FRANKFURT, Germany — Mario Draghi said record monetary stimulus is filtering through to the economy on schedule and insisted that the European Central Bank needs to see its bond-buying plan through to the finish.
“The asset-purchase programs are proceeding well,” the ECB president said at a news conference in Frankfurt on Wednesday after officials kept interest rates on hold and he unveiled new forecasts projecting a pickup in growth and inflation in the next three years. “Reaching our objectives is conditional on the full implementation of our monetary-policy stance.”
Since the ECB started its $1.2 trillion quantitative-easing program three months ago, the inflation rate in the 19-nation euro area has turned positive, although it remains far short of the ECB’s goal of just below 2 percent.
The improving economic performance comes despite uncertainty created by international creditor talks on Greece as the country flirts with default. Greek Prime Minister Alexis Tsipras will meet with European Commission President Jean-Claude Juncker in Brussels on Wednesday evening.

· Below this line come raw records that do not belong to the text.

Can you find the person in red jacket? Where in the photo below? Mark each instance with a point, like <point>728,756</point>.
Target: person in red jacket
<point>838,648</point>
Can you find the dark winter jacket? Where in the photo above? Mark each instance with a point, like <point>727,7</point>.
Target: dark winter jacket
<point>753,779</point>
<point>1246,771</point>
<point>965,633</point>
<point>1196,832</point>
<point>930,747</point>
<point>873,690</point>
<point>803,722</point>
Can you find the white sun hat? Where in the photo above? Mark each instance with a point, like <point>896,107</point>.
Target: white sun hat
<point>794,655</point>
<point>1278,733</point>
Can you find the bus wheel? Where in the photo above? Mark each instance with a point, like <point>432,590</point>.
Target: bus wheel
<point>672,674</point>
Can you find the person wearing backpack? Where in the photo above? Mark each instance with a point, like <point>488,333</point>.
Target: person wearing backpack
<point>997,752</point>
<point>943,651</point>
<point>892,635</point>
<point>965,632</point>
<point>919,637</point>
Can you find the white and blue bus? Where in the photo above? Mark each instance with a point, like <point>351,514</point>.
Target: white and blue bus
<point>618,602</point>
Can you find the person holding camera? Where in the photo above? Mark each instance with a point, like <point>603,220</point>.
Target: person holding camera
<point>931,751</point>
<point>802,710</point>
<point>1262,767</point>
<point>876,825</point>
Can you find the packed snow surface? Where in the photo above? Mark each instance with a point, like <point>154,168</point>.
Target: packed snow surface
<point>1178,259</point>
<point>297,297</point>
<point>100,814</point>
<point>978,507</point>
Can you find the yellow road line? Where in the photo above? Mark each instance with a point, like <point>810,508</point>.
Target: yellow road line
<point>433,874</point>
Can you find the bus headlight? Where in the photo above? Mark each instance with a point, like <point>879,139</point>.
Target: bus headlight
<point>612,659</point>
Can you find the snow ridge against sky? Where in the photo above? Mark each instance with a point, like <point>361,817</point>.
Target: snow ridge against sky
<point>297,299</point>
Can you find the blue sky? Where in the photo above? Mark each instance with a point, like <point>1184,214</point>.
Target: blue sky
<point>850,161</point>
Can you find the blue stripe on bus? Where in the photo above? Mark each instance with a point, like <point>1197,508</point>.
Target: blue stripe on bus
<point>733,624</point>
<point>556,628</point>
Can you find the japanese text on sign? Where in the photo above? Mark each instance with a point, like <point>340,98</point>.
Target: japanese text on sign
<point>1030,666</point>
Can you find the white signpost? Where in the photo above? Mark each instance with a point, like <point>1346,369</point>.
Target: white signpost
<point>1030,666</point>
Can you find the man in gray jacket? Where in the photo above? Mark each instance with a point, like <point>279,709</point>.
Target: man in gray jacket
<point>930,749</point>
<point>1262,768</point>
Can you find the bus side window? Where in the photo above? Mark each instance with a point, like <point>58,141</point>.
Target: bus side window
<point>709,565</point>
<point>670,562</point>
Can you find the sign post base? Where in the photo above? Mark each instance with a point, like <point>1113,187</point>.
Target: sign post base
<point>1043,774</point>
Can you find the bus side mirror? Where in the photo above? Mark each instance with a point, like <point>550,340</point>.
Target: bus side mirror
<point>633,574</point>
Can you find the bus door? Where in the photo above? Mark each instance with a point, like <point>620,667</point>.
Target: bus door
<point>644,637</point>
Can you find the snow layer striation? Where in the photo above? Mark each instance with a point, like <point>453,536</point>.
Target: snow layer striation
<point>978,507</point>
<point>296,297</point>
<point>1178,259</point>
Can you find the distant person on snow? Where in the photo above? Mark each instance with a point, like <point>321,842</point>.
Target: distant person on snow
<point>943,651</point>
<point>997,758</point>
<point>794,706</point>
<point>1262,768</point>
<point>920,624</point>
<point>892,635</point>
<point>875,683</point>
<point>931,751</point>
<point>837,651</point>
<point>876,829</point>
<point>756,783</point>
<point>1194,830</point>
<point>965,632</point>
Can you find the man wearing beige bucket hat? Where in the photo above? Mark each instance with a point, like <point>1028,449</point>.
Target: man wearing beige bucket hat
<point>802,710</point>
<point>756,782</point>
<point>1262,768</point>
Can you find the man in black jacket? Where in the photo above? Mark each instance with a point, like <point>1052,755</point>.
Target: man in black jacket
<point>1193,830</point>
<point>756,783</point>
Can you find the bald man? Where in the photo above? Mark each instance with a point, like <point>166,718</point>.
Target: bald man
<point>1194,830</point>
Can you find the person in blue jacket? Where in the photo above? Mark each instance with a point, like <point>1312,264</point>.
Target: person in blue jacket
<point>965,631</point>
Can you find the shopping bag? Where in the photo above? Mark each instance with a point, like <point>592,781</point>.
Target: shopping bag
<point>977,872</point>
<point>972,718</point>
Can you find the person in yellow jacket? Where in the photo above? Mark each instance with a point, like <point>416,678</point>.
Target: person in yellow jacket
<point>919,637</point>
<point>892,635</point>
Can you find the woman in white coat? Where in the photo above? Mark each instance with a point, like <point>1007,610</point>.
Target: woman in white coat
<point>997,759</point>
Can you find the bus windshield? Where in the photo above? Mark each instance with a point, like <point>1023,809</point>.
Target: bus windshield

“There should be a strong agreement — one that produces growth,” Draghi said, while declining to give details on current negotiations over the country’s bailout package.
ECB policy makers expect the recovery to broaden, and “domestic demand should be further supported by our monetary-policy measures,” Draghi said. “The recovery is on track exactly according to our projections.”
Government debt extended a global slump after Draghi said markets must get used to periods of higher volatility. The German 10-year bond yield rose to the highest this year at 0.887 percent.
Presenting the latest round of forecasts, Draghi said the outlook remains basically unchanged compared with the March prognosis. Inflation will be 0.3 percent this year instead of zero, as previously predicted, and will reach 1.8 percent in 2017. Growth in 2015 is expected to average 1.5 percent, then 1.9 percent in 2016, before a 2 percent pace the year after.
“We had expected figures stronger than our projections,” he said. “There has been some loss of momentum, mostly due to the weakening of economies outside the euro area.”